I came across an elderly lady in a grocery store struggling with paying for her groceries which, truth be told, was a measly quantity barely even visible in her cart. My first instinct was to help her pay her bill but she refused. She told me how she was not able to use her food stamp card, which the US government gives its low-income citizens in order to help put food on the table, because she had to go to some government office to "recertify". I asked her what that meant. She told me that she changed her address recently and so she was required to go there so they can reevaluate if she might still need it.

Later, I did some research. I found that when you move to another state, you would have to reapply in the new state because the food benefits do not move automatically. It almost made me laugh because moving to another state doesn't change one's need for food. I also came across that American citizens wouldn't be able to buy soda drinks with that food stamp anymore because it is not considered as nutrition. They may not be wrong about that but it all points to the same conclusion I personally stumble upon every time I see how much the US government cares about its own citizens.

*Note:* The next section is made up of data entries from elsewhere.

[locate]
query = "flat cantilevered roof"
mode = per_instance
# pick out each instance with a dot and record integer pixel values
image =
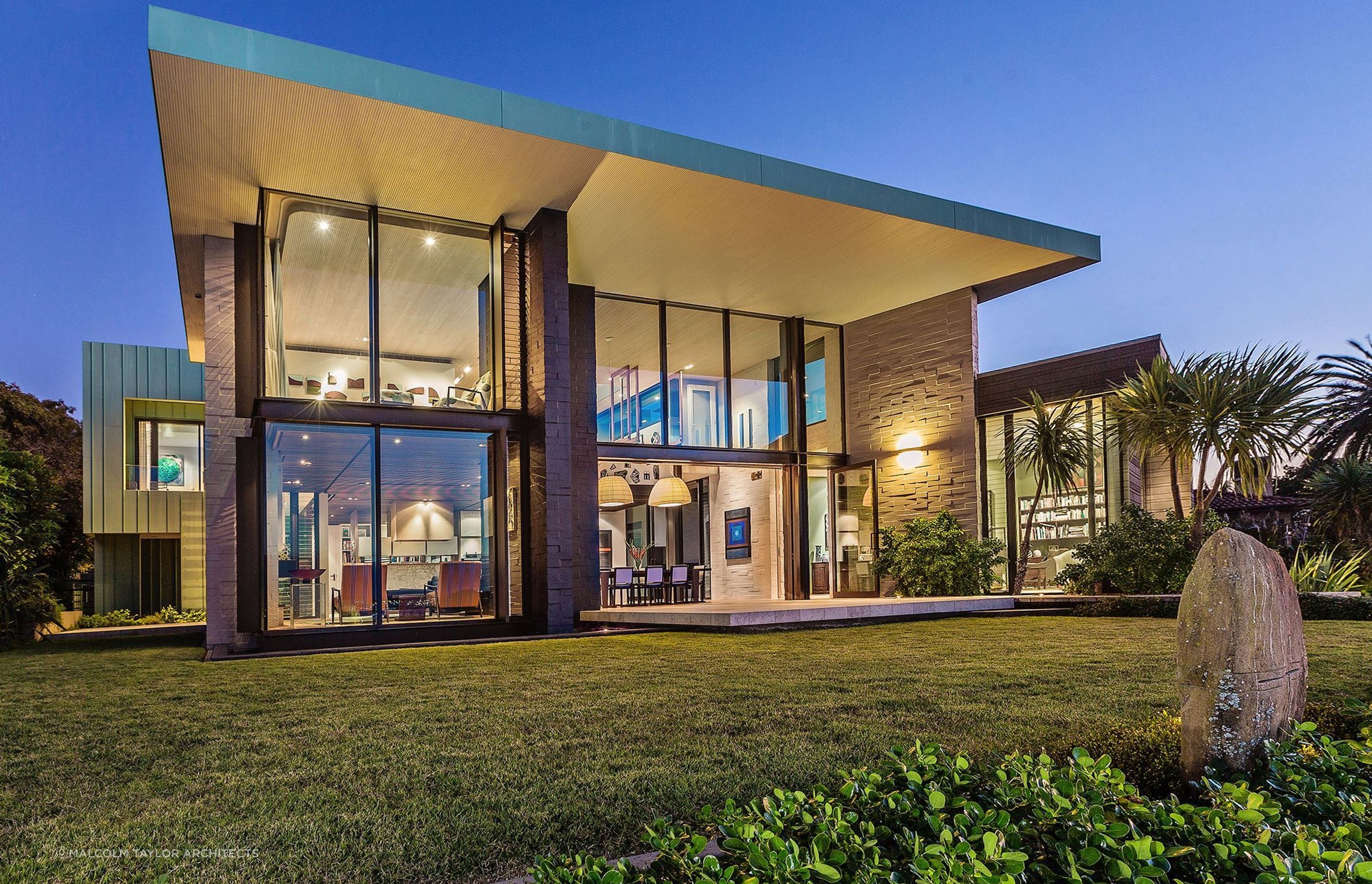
(649, 213)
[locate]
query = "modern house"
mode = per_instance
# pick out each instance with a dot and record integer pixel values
(143, 472)
(1100, 493)
(471, 357)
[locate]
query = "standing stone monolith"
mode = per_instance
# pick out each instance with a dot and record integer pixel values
(1241, 655)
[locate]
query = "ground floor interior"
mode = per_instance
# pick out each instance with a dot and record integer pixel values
(693, 533)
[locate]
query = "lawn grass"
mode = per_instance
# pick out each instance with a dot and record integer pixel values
(460, 763)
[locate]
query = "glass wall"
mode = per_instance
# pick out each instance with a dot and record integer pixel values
(434, 308)
(317, 301)
(1064, 519)
(727, 378)
(855, 532)
(822, 367)
(629, 372)
(378, 526)
(435, 313)
(821, 564)
(695, 378)
(319, 526)
(759, 386)
(437, 525)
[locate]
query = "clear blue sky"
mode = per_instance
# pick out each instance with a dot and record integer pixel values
(1221, 151)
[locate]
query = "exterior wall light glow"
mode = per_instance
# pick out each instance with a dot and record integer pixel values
(614, 492)
(910, 451)
(670, 492)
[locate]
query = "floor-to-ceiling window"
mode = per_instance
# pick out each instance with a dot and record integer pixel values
(824, 394)
(1065, 518)
(629, 372)
(357, 297)
(759, 397)
(320, 539)
(696, 378)
(381, 526)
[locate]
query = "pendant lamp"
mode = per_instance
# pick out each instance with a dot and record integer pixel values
(670, 492)
(614, 492)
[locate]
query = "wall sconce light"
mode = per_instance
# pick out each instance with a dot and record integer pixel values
(910, 451)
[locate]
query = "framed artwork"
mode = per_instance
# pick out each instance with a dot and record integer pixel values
(738, 534)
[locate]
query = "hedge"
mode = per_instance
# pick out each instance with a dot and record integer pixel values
(927, 814)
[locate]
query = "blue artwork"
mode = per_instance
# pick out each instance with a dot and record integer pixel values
(738, 534)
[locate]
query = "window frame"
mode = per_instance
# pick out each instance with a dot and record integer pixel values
(496, 308)
(795, 367)
(153, 452)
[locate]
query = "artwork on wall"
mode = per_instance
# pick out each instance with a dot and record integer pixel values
(635, 474)
(172, 471)
(738, 534)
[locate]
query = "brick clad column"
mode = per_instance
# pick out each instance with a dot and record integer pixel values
(223, 429)
(562, 544)
(913, 370)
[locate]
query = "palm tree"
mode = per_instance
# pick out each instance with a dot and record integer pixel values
(1341, 496)
(1348, 405)
(1150, 413)
(1054, 445)
(1246, 411)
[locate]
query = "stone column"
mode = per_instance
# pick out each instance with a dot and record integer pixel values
(562, 407)
(223, 429)
(913, 371)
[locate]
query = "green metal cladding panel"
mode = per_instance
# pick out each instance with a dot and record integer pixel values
(111, 375)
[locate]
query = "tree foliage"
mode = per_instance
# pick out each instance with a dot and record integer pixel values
(1053, 445)
(1346, 410)
(29, 530)
(1341, 502)
(1139, 553)
(47, 429)
(938, 558)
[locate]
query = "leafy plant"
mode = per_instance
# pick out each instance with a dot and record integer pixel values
(1348, 405)
(29, 532)
(1341, 500)
(1323, 573)
(938, 558)
(1053, 444)
(122, 617)
(1138, 553)
(931, 816)
(1150, 413)
(1245, 412)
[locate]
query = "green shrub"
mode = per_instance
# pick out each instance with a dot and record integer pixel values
(124, 617)
(925, 814)
(1313, 607)
(1139, 553)
(1324, 573)
(938, 558)
(1324, 607)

President Trump wants to make tall claims about helping the Iranian people grab control of their government and country but somehow refuse to help American citizens be able to buy food with their own tax money if they dare change where they live. And that word "live" is deeper than I thought. Americans that I talk to usually like to use the word "stay" when asked where they live. Initially, I thought this was one of those language nuances I had yet to get accustomed to. But then I realised that it really was not that but rather the temporary housing situation a very large number of Americans find themselves in. They do not have a permanent place to live in. So, they stay at motels, if they can afford it or else they stay under the countless bridges on freeways.

The US government seems to be more interested in paying for settlements and housing for the Israelis in occupied territories and wouldn't mind seeing its own citizens go to waste. That lady who had to "recertify" just so she can eat food, just reminded me of how many times Israel has changed its address. Israel refuses to define its borders because it wants to keep grabbing more and more land that doesn't belong to it and has evil designs for the greater Israel project, which would suck up even parts of Saudi Arabia and other countries in the neighborhood.

Somehow, Israel changing its coordinates doesn't prompt a US government alert to cause Israel to "recertify" its needs. Well, let me rephrase that because what Israel does isn't a need. Those are wants, rather evil designs. But those are more valuable than the need of an American citizen with limited income to put food on the table for his or her children.

It would be a mistake to argue that the US government cares more about Israel than its own citizens. This is a rather much deeper problem. It only has one translation: the American government and those in power answer to the needs of those they know can keep them in power. And sadly, it is not the American citizens but rather the Israel lobby inside America. Denying popular demands has almost never caused an American president to be dethroned but denying the evil designs of Israel will most definitely lead to that outcome.

We know Kennedy died right after he demanded inspections of Israel's Dimona nuclear facility in 1963. We also know that Bush Sr was dethroned because he threatened to withhold $10 billion in loan guarantees to force a freeze on Israeli settlement expansion. He called himself "one lonely guy" against an army of Israel lobbyists inside America.